La pellicola è la vera storia dell'inchiesta condotta nel 2001 dal “Boston Globe”, sul  vasto scandalo di pedofilia  nella chiesa bostoniana e sulle responsabilità delle alte sfere ecclesiastiche  nel tenerlo nascosto per anni. L'indagine, partita su iniziativa del direttore Marty Baron, porterà quattro giornalisti – il caposervizio Robby Robinson, Michael Rezendes, Sacha Pfeiffer, e Matty Carroll – a  denunciare  249 sacerdoti-pedofili responsabili di 1500 abusi.
 
La forza del film  sta nella sua scrittura, che risulta essere chiara, precisa, il più oggettiva possibile, come del resto è stata l'inchiesta condotta dai cronisti del tempo. Non ci sono  sensazionalismi, non ci sono prese di posizioni anticlericali, l'autore statunitense racconta la progressiva scoperta di una terribile verità, ma anche come questa, inserendosi nelle vite delle persone coinvolte, metta in discussione chi siamo e in cosa crediamo.

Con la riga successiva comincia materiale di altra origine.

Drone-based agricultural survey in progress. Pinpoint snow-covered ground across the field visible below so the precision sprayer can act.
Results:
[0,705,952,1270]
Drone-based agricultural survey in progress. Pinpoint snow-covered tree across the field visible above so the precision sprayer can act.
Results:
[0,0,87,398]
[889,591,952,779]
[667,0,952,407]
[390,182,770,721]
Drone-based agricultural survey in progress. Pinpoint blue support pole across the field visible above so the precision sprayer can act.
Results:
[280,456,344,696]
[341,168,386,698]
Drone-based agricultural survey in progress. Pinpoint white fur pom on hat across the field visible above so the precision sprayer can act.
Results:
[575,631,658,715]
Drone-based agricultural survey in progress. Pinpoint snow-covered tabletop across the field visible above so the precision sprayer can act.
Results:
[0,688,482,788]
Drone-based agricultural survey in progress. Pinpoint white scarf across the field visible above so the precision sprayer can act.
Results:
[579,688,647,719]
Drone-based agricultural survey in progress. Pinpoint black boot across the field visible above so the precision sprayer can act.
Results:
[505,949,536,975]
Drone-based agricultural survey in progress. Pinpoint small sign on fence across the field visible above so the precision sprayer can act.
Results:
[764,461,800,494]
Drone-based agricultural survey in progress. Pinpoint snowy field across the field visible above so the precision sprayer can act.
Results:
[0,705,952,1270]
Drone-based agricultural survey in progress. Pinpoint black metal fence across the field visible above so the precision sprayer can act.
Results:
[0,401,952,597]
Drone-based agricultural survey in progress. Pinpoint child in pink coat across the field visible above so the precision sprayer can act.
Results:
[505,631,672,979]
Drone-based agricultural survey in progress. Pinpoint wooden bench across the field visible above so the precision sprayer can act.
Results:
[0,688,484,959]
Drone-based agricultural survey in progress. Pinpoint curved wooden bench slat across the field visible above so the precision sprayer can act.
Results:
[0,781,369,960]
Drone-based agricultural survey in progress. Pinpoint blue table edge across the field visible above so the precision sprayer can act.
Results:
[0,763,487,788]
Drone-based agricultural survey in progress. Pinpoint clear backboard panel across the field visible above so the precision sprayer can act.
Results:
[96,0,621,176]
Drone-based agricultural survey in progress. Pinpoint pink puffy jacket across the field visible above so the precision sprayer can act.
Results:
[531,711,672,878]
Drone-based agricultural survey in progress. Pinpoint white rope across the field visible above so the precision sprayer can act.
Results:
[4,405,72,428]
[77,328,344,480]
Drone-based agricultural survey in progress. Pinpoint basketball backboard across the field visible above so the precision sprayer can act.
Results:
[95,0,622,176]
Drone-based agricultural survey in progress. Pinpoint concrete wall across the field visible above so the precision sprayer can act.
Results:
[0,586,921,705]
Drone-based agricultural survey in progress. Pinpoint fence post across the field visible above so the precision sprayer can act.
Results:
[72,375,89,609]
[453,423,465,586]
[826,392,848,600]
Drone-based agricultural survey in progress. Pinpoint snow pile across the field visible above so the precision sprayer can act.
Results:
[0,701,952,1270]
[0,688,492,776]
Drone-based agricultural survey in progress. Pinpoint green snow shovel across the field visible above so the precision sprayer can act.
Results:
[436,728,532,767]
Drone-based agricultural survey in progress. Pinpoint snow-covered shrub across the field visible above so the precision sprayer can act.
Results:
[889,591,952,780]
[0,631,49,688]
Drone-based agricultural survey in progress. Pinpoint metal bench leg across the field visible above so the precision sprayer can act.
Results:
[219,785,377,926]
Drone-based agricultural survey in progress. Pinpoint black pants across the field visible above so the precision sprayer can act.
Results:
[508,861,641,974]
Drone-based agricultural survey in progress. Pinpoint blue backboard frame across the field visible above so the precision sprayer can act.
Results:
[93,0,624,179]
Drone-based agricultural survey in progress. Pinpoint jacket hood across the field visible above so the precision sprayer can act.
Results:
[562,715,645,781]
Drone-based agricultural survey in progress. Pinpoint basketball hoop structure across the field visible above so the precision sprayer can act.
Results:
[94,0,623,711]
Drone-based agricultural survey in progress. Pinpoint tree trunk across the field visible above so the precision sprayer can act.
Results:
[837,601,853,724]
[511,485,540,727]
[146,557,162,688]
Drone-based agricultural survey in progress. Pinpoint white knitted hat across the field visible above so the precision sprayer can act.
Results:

Uno scandalo che viene affrontato con onestà, mostrando non solo il dolore delle vittime  e dei loro familiari, ma anche come questo “tradimento” della fiducia mina non solo le certezze di chi crede, ma le fondamenta su cui poggia l'intera comunità. Un tradimento che riguarda anche la  società laica e lo stesso giornalismo. L'omertà  infatti,  coinvolge anche quest'ultimo,  sempre più criticato per conformismo,  superficialità o addirittura contiguità con i poteri forti... Il racconto di questa vicenda deve far riflettere tutti,  perché è utile ricordare che spesso il giornalismo è il problema, ma  anche la soluzione. (S.I.)